Saint Paul, 1 Corinthians 13, 12 (dans la traduction donnée par la King James Bible).
Bien sûr, je ne sais s'il faut se lamenter que la traduction française de ce roman, sobre et spectral, sans doute l'un des plus personnels de Dick (qui écrivait d'ailleurs, significativement : «Pour ma part, je ne suis pas un personnage du roman; je suis le roman»), ne conserve absolument rien de la visée de ce livre, évidemment religieuse : la thématique principale est celle du regard. Non pas : il serait beaucoup plus juste de parler de vision, qu'elle soit fausse, réduite au morne défilement des images quotidiennes ou apparemment vraie, lorsque la terrible drogue, la Substance M (en anglais, la Substance D, dont les initiales sont contenues dans le titre original...), fera croire à Bob Arctor qu'il lui est loisible de contempler la vérité sans le moindre fard, sans la moindre déformation. Une telle révélation est sans cesse différée, puis finalement refusée : chez Dick, comme je l'ai écrit à propos du Maître du Haut Château, ici, éventer une illusion n'est jamais le gage d'une progression vers la lumière, puisqu'il ne s'agira que d'un nouveau masque recouvrant les apparences, forcément trompeuses. L'ascension vers la lumière est donc, d'emblée, pipée. Ainsi, à l'espérance affichée, durant un instant, par l'un des personnages du roman qui affirme : «Les reflets nous quitteront.

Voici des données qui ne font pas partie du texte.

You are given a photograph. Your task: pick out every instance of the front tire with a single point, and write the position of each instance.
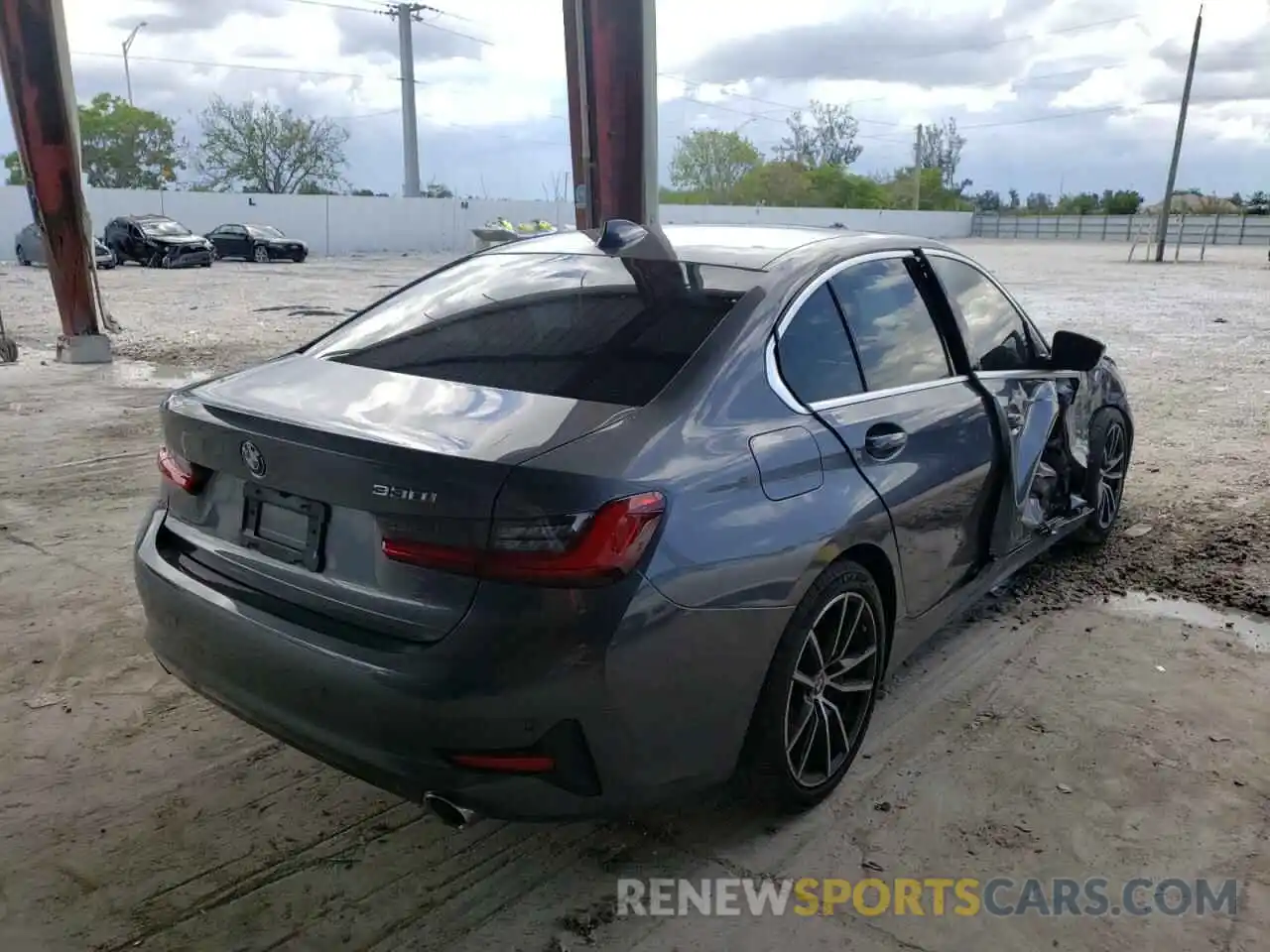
(817, 702)
(1103, 477)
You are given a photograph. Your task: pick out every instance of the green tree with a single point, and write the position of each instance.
(1121, 202)
(712, 162)
(826, 135)
(13, 166)
(987, 200)
(267, 149)
(833, 186)
(781, 184)
(1038, 203)
(942, 149)
(1082, 203)
(126, 146)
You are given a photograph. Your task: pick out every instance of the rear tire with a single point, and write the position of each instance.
(1107, 466)
(817, 702)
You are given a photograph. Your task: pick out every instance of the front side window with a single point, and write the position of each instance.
(894, 333)
(996, 334)
(164, 229)
(583, 326)
(815, 353)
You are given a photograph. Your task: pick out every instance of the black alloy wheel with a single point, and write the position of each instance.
(1105, 475)
(821, 690)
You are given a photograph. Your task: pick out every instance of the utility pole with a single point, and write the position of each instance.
(127, 46)
(611, 70)
(1166, 208)
(917, 171)
(405, 14)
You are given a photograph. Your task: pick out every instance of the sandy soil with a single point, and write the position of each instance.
(1072, 728)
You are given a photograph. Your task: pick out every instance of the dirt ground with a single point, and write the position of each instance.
(1103, 715)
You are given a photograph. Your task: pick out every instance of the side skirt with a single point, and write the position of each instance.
(912, 633)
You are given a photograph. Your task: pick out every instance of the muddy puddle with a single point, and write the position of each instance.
(1252, 633)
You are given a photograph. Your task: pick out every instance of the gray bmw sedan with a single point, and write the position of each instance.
(594, 520)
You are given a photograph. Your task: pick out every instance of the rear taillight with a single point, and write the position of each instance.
(181, 472)
(571, 551)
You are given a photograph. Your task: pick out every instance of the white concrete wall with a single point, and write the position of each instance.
(343, 225)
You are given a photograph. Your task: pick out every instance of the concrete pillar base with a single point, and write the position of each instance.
(84, 348)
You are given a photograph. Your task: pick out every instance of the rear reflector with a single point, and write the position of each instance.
(572, 551)
(183, 475)
(506, 763)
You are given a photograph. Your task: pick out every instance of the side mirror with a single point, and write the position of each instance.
(1075, 352)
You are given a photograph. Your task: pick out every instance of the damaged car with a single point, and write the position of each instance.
(257, 243)
(588, 522)
(157, 241)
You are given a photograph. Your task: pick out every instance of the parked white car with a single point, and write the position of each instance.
(28, 248)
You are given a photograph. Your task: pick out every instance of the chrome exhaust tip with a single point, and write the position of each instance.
(448, 812)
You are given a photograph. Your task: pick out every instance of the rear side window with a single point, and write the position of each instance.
(815, 353)
(997, 338)
(578, 325)
(894, 333)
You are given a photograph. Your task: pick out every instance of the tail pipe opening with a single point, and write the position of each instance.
(447, 811)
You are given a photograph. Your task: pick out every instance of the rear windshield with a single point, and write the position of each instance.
(579, 325)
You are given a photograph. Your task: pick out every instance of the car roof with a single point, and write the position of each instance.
(751, 246)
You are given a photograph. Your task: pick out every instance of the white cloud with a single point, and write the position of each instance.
(509, 90)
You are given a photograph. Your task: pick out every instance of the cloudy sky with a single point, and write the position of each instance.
(1074, 94)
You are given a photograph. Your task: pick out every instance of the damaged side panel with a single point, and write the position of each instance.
(1040, 417)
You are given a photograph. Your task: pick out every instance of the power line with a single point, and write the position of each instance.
(417, 16)
(217, 64)
(331, 5)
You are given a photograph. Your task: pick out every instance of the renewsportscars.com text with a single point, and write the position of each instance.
(937, 896)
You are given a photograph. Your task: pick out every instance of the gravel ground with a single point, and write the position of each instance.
(1076, 726)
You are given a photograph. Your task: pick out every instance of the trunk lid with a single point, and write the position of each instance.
(310, 462)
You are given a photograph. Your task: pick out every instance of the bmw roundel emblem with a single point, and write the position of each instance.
(253, 457)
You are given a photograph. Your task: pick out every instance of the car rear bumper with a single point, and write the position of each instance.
(190, 259)
(393, 714)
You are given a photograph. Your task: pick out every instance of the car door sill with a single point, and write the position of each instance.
(993, 572)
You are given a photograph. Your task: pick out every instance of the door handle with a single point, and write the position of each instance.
(883, 443)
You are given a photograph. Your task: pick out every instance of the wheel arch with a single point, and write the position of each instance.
(875, 561)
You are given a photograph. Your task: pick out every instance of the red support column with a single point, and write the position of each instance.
(610, 46)
(36, 64)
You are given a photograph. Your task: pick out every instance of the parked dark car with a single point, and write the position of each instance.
(584, 522)
(28, 248)
(157, 241)
(257, 243)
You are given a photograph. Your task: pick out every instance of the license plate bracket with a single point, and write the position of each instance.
(285, 527)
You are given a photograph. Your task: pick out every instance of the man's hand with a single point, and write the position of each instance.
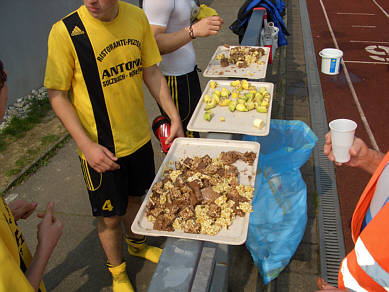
(100, 158)
(207, 26)
(176, 131)
(360, 155)
(22, 209)
(358, 152)
(49, 230)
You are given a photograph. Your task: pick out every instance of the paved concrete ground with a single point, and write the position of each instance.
(78, 261)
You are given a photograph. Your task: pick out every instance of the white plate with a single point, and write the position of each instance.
(235, 122)
(184, 147)
(254, 71)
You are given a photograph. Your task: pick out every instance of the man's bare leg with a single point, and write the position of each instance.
(137, 243)
(133, 206)
(110, 234)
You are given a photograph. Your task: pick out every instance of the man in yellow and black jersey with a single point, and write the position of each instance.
(19, 271)
(101, 53)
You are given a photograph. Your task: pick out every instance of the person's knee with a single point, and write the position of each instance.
(109, 222)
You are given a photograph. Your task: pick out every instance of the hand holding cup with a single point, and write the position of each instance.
(342, 137)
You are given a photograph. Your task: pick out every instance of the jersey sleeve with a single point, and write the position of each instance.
(150, 50)
(60, 59)
(158, 12)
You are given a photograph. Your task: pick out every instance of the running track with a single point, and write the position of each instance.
(361, 90)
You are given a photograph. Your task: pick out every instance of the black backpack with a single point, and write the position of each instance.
(240, 24)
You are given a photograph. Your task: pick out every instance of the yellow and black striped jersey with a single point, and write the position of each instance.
(106, 85)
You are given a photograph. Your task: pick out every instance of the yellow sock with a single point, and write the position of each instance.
(121, 283)
(139, 248)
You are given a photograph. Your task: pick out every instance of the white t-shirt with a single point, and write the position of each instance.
(174, 15)
(380, 197)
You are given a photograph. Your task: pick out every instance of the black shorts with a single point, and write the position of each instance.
(109, 191)
(186, 92)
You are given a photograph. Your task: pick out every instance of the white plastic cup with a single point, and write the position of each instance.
(330, 61)
(342, 136)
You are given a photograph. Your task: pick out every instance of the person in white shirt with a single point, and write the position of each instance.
(174, 31)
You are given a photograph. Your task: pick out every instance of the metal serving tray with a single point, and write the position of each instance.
(254, 71)
(183, 147)
(235, 122)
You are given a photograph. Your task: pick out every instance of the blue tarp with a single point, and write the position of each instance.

Et ça ne prendra pas longtemps.
Tous, nous serons transformés [...]», Dick bien vite précisera pour quelle raison il n'est point donné à l'homme de déchirer le voile pour contempler la brûlante vérité, face contre face, de vis(age) à vis(age) : «Comment la justice peut-elle jamais devenir victime du droit ? Comment ça peut arriver ? C'est qu'une malédiction pèse sur ce monde, et j'en ai la preuve sous les yeux. Quelque part, au niveau le plus profond, le mécanisme, le tissu des choses a craqué, et des lambeaux épars est né ce besoin qui nous pousse aux injustices les plus troubles au nom du choix le plus sage.»
Attendons encore quelques jours pour savoir si le film de Richard Linklater tiré de A Scanner Darkly a su respecter la vision déformée, comme au travers d'un miroir, donnée par Philip K. Dick, esprit profondément religieux égaré dans un monde qui ne sait plus le lire et ne retient le plus souvent que son profond et ironique désenchantement.